STF restringe o alcance do Foro Privilegiado


O STF (Supremo Tribunal Federal) decidiu nesta quinta-feira, 03/05, restringir o foro por prorrogativa de função, conhecido como foro privilegiado, para deputados e senadores.

Por 7 votos a 4, os ministros decidiram que os parlamentares só podem responder a um processo na Suprema Corte se as infrações penais ocorreram em razão da função e cometidas durante o mandato, caso contrário os processos deverão ser julgados na a primeira instância da Justiça. O placar a favor de qualquer restrição foi unânime, com 11 votos.

No julgamento, prevaleceu o voto do relator, Luís Roberto Barroso, que votou a favor da restrição ao foro e foi acompanhado pelos ministros Marco Aurélio, Rosa Weber, Cármen Lúcia, Edson Fachin, Luiz Fux e Celso de Mello.

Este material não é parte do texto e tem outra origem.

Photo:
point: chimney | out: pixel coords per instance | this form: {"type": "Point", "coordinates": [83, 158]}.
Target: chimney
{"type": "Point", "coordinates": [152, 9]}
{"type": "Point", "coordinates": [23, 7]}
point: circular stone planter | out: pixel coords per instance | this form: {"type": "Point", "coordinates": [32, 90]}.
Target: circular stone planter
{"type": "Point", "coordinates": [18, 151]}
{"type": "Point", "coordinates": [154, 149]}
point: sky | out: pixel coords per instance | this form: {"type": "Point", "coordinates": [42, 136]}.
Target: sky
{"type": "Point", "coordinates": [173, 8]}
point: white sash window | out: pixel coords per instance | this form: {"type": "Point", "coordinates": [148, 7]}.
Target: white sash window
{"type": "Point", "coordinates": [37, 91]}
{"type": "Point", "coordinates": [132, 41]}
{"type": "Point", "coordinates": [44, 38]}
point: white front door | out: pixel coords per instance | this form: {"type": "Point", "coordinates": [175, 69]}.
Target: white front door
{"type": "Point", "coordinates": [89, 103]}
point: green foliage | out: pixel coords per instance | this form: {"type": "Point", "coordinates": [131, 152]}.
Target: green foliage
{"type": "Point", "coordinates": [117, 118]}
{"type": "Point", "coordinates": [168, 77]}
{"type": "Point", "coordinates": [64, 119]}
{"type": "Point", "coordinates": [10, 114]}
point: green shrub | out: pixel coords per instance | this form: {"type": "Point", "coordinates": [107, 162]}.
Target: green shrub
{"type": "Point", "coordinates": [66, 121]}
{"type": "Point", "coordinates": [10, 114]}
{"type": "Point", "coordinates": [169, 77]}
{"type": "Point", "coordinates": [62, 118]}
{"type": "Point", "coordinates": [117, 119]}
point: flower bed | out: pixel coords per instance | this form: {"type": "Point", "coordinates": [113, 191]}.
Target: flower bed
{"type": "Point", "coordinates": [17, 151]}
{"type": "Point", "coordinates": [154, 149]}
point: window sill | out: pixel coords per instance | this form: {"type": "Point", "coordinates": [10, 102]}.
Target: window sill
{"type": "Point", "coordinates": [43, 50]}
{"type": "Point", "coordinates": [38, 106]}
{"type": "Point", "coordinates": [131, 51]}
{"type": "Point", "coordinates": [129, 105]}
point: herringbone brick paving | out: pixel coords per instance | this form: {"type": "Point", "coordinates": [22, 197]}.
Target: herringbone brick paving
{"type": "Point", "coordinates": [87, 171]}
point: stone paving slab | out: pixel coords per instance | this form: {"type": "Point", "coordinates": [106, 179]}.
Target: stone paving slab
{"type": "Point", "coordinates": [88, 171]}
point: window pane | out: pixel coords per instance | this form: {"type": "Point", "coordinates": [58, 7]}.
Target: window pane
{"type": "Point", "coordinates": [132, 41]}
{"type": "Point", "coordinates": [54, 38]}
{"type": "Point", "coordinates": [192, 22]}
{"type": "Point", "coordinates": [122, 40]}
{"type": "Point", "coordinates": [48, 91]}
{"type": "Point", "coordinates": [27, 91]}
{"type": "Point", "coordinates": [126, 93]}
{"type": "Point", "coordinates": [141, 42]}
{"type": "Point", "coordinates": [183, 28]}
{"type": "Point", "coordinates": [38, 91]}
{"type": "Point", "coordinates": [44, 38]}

Alexandre de Moraes, Dias Toffoli, Ricardo Lewandowski e Gilmar Mendes também foram favoráveis à restrição, mas para eles, a partir da diplomação, deputados e senadores deveriam responder ao processo criminal no STF mesmo se a conduta não estivesse relacionada com o mandato.

Durante o julgamento, os ministros chegaram a discutir se a decisão poderia ser estendida para demais cargos com foro privilegiado, como ministros do governo federal, ministros de tribunais superiores e deputados estaduais. A questão foi proposta pelo ministro Dias Toffoli, mas não teve adesão da maioria.

Como ficam agora os parlamentares implicados na Lava Jato:

Mesmo com essa decisão, a situação processual dos deputados e senadores investigados na Operação Lava Jato pelo STF e de todos os demais parlamentares que são processados na Suprema Corte deve ficar indefinida e as dúvidas serão sanadas individualmente. Ainda não é possível saber quantas processos serão afetados.